Alan Sanchez, 57, a defense contractor from Maricopa, Ariz., Admitted the president had not. But he said he did what he could.

“He could have done better,” Sanchez said. “It would have needed the support of Congress. He did what he could. I am happy with what he did only because he had to fight tooth and nail and go to the Supreme Court to build a few kilometers.
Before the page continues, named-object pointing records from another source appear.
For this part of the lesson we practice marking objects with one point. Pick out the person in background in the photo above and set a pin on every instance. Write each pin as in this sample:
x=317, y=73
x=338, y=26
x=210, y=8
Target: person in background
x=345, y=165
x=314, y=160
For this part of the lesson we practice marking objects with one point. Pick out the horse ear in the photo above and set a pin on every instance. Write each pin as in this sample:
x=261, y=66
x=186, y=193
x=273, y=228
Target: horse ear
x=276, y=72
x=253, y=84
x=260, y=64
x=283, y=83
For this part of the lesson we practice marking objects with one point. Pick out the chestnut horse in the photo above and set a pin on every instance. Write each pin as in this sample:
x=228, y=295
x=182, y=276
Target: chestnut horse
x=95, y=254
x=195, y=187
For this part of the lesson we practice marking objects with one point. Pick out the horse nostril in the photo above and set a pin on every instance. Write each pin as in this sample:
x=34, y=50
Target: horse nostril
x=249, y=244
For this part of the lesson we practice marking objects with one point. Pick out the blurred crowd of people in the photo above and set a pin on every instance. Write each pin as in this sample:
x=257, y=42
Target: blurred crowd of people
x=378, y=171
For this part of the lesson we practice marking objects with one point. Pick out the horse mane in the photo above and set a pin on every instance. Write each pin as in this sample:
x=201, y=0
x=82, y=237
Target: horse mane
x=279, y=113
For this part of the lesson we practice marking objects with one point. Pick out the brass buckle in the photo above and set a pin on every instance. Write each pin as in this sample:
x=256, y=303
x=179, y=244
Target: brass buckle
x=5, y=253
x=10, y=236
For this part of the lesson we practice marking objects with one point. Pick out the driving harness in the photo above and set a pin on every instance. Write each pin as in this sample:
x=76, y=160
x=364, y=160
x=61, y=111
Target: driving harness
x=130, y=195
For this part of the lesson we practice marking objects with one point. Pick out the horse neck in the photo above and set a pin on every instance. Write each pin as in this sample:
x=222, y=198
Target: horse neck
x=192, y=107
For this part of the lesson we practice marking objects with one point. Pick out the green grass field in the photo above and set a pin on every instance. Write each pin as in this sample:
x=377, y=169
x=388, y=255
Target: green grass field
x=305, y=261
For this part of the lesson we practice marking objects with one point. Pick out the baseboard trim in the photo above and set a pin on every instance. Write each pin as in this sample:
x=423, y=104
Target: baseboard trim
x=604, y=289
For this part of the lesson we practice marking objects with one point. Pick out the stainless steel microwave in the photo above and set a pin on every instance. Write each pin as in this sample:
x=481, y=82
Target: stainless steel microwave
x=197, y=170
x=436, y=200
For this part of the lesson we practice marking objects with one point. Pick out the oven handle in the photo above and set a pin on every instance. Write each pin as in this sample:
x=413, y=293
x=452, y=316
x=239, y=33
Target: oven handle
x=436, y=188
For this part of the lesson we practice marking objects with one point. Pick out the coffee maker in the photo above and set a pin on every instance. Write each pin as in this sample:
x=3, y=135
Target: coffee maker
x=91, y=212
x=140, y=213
The Department of Homeland Security argued that the new barriers have reduced the staff needed to staff certain areas and reduced unauthorized immigration. In Mr. Trump’s first year in office, illegal border crossings declined to the lowest point since the 1970s, but then increased to the highest point in a decade during the fiscal year 2019 before declining again this year during the pandemic.

With three Supreme Court justices and 25% of the federal judiciary now made up of people appointed by Trump, according to data from Russell Wheeler, a forensic expert at the Brookings Institution, the president has done better on this campaign pledge than maybe other.

His campaign boasts of having reversed the scales of three federal courts of appeal and shifted nine courts of appeal to the right. His appointment of Justice Amy Coney Barrett in the weeks leading up to the election could reshape abortion rights, immigration law and the regulatory power of government. Confirming a Supreme Court justice so close to an election was unprecedented, and Democrats billed it as an illegitimate takeover by Republicans.